Brunetti apartó la ropa y se sentó en la cama. Al ponerse de pie, se volvió hacia Paola, que había abierto un ojo y lo miraba.
—Dentro de veinte minutos estaré en la esquina de mi calle. Envíeme una lancha. —Antes de que Alvise pudiera empezar a explicar por qué eso iba a ser muy difícil, Brunetti se le adelantó—: Si no tenemos ninguna lancha, llame a los
carabinieri,
y si ellos no pueden venir, pídame un taxi. —Colgó el teléfono.
—¿Un muerto? —preguntó Paola.
—En Murano —dijo él mirando por la ventana para averiguar qué prometía el día.
Cuando volvió a mirar a su mujer, ella tenía los ojos cerrados, y él pensó que habría vuelto a dormirse. Pero antes de que pudiera llegar a sentirse decepcionado, ella volvió a abrir los ojos y dijo:
—Ay, Dios, Guido, qué trabajo más horroroso el tuyo.
Él hizo como si no la hubiera oído y entró en el cuarto de baño.
Cuando salió, afeitado y duchado, vio que la cama estaba vacía y olió a café. Se vistió, se puso calzado grueso, por si tenía que estar mucho rato en el
fornace
y fue a la cocina, donde encontró a Paola sentada a la mesa con una tacita de café delante y una taza grande de café con leche para él.
—Ya tiene azúcar —dijo ella, cuando él levantaba la taza.

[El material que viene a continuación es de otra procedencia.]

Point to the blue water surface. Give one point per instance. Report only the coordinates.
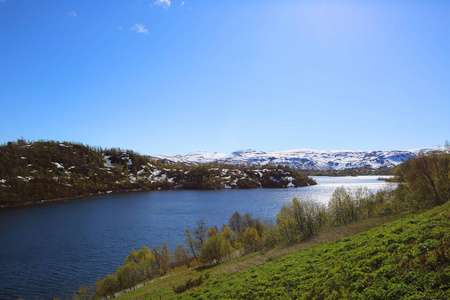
(50, 250)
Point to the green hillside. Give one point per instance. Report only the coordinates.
(404, 259)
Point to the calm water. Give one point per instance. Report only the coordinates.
(52, 249)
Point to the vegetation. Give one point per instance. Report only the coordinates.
(408, 258)
(47, 170)
(405, 259)
(350, 172)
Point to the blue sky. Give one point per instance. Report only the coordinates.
(173, 77)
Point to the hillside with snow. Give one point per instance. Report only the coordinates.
(31, 172)
(302, 159)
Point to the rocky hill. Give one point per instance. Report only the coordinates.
(31, 172)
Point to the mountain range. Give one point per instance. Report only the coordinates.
(302, 159)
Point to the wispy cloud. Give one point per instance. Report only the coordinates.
(163, 3)
(139, 28)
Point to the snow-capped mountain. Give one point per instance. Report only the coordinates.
(302, 159)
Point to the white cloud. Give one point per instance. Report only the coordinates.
(139, 28)
(163, 3)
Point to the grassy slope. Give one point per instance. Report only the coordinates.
(406, 258)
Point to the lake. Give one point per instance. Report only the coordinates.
(50, 250)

Brunetti miraba a la que era su mujer desde hacía más de veinte años, porque notaba en ella algo raro, no sabía qué. La contemplaba sin pestañear y ella le sonrió interrogativamente.
—¿Ocurre algo? —preguntó.
La noticia de una muerte debía bastar para explicar cualquier cambio, pero él seguía mirando, buscando la causa. Al fin la descubrió y exclamó:
—No estabas leyendo.
Ella no tenía delante un libro, ni un diario, ni una revista: sólo estaba allí sentada, tomando café y, al parecer, esperándolo.
—Cuando te vayas, haré más café, volveré a la cama y leeré hasta que se levanten los chicos.